If your student doesn't have a definitive career focus, grad school may not be the best choice.
Advisers recommend not making it a default option but waiting until a student has clear goals.
Graduate School, Career, Service: What's Next?
Now is the time to weigh options and begin making plans.
An academic advisor, mentor and/or Career Services advisor can help in the process. Visiting web sites and networking is important as well. As a parent, you can help by listening and offering judicious counsel.
Because today's career paths are multi-directional, career experts predict the average person will switch careers (not jobs) four to five times in a lifetime. Therefore, the choice to attend graduate school, begin a career or spend time in the military or in volunteer service is one of many steps he/she will take.
Graduate School or Not?
If your student is contemplating graduate school, the following considerations may help in the decision-making process:
- What are his/her long-term goals and is a graduate degree needed to achieve them?
- Is he/she willing to commit the time, effort and finances to pursue an advanced degree?
- Is now the right time to attend graduate school?
- Is his/her passion for this field enough to warrant spending two years taking coursework that is highly specialized?
- Is his/her interest in graduate school based on trying to delay entrance into the workplace and/or on perceived pressure for an advanced degree?
The choice to immediately begin graduate school or wait a few years is a personal one. Many students seek advanced degrees right away while their study skills are sharp and there are fewer personal obligations.

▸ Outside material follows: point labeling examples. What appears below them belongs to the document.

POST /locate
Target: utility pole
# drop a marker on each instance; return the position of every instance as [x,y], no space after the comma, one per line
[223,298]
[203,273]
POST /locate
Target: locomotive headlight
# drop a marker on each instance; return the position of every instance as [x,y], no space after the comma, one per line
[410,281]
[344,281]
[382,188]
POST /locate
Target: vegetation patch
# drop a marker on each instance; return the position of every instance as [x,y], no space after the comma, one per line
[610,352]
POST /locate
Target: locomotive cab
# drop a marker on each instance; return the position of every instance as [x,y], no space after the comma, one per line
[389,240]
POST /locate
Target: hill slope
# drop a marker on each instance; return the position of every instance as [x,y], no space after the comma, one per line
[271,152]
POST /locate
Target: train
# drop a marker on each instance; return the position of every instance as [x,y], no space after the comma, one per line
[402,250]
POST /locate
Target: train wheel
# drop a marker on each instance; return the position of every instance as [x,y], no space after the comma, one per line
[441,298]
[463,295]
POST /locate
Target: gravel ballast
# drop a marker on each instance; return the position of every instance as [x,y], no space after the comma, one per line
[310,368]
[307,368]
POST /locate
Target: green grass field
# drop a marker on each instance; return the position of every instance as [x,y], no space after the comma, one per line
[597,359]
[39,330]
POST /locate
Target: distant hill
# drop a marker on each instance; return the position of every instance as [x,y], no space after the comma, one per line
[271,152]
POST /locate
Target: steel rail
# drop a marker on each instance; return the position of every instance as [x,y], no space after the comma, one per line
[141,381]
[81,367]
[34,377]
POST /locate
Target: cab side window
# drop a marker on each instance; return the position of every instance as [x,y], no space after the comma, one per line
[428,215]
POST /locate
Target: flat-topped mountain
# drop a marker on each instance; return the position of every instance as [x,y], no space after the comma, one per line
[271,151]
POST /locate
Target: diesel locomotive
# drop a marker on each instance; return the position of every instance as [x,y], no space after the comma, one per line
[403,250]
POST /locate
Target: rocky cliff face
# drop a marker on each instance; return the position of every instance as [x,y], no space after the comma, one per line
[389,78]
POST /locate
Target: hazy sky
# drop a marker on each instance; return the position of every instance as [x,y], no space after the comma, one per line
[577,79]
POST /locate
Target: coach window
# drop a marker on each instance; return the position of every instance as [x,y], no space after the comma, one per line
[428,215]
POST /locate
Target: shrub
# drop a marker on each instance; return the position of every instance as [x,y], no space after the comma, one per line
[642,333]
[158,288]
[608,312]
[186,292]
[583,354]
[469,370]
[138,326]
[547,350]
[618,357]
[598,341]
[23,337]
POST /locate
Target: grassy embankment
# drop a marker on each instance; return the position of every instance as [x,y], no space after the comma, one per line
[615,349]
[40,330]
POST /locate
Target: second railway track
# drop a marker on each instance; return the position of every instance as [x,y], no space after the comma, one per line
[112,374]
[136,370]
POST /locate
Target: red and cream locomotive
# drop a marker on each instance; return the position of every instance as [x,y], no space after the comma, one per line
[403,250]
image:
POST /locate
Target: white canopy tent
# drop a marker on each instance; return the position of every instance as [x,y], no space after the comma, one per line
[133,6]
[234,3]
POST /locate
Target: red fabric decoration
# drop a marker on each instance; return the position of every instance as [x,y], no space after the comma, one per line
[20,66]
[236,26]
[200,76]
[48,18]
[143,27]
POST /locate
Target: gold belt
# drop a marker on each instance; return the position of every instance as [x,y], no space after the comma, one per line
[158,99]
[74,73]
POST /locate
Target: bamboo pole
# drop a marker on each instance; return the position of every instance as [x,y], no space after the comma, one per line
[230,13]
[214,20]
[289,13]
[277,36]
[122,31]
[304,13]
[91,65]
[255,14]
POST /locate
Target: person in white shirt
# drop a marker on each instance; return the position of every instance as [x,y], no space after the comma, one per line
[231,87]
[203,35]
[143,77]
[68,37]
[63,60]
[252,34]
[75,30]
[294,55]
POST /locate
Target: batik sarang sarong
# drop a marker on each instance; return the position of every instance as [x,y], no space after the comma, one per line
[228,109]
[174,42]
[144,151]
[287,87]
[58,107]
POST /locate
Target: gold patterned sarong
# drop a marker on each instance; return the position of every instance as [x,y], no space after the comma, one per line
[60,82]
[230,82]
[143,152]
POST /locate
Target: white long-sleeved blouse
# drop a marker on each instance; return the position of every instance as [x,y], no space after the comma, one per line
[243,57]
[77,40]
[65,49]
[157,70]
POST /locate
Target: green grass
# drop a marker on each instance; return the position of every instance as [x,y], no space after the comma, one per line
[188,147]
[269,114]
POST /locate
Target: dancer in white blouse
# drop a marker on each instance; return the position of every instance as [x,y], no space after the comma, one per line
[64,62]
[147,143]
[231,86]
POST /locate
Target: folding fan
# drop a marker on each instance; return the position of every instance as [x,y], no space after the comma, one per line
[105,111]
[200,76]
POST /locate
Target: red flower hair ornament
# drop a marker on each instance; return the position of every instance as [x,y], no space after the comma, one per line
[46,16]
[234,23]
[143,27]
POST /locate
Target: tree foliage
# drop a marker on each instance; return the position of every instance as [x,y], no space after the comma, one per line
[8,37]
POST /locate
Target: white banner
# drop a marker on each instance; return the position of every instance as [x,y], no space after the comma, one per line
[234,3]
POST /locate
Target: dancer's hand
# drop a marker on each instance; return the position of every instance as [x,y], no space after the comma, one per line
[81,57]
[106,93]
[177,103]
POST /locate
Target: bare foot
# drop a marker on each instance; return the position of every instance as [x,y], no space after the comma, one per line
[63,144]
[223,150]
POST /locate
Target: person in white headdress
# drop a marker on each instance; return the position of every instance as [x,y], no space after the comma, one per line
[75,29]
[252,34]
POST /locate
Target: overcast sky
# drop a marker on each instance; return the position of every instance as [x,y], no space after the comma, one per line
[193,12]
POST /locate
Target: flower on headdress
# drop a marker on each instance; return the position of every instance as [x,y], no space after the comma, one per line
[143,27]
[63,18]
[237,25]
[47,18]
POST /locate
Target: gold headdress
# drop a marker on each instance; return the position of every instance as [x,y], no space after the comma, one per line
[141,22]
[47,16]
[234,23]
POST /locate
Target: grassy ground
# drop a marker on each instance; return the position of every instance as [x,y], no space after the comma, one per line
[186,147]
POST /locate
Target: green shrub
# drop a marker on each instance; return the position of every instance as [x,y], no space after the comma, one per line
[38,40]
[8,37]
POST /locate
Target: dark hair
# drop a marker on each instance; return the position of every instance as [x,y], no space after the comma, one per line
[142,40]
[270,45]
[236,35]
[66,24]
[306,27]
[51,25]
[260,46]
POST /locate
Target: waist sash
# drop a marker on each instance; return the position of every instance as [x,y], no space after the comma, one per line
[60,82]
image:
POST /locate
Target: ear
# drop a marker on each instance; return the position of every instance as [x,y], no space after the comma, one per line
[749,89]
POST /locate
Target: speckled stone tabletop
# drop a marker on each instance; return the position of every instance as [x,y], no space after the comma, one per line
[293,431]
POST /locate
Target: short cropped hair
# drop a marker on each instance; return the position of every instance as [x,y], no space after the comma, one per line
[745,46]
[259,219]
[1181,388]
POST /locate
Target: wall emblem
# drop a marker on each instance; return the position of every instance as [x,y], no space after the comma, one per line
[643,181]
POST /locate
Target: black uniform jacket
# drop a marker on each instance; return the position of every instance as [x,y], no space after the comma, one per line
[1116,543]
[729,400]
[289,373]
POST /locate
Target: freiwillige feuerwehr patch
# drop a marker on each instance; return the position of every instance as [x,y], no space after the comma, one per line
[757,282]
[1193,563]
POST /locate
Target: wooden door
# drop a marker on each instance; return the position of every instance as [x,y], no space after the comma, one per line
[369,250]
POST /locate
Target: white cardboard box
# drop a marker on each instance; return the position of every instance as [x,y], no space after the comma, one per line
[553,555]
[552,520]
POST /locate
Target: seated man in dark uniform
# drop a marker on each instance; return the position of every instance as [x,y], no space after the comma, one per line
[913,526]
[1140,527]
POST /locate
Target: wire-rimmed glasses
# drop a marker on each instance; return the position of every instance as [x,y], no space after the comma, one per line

On the other hand, students may delay entrance because they need to earn tuition money or seek funding through employer-sponsored tuition reimbursement programs. In addition, they may want to sample a career field before fully engaging in it through advanced education. Other individuals may want to gain real-world perspectives that can help them assimilate coursework into practical workplace application. And finally, there are some career paths that stress practical experience over additional schooling.
A bachelor's degree is a prerequisite for many jobs. Entry-level positions involve hands-on work rather than managerial. But these experiences provide excellent opportunities for learning, networking and proving oneself to supervisors. The starting salary for 2009 graduates was about $40,000 a year, as reported by the National Association of Colleges and Employers.
Joining the Military
Duty, honor and pride as well as financial incentives are motivators for many people to join the military. Enlisting with a bachelor's degree can lead to faster advancement for higher ranking officer positions. In addition, it builds an impressive skill set that translates to a career outside the military. However, it may require being sent to undesirable locations, including places of conflict.
Responding to the Need for Volunteer Service
Peace Corps, AmeriCorps and other service-oriented programs can be career builders. Participants learn leadership skills and gain valuable experiences that can translate to the workplace. However, there are time commitments and other stipulations.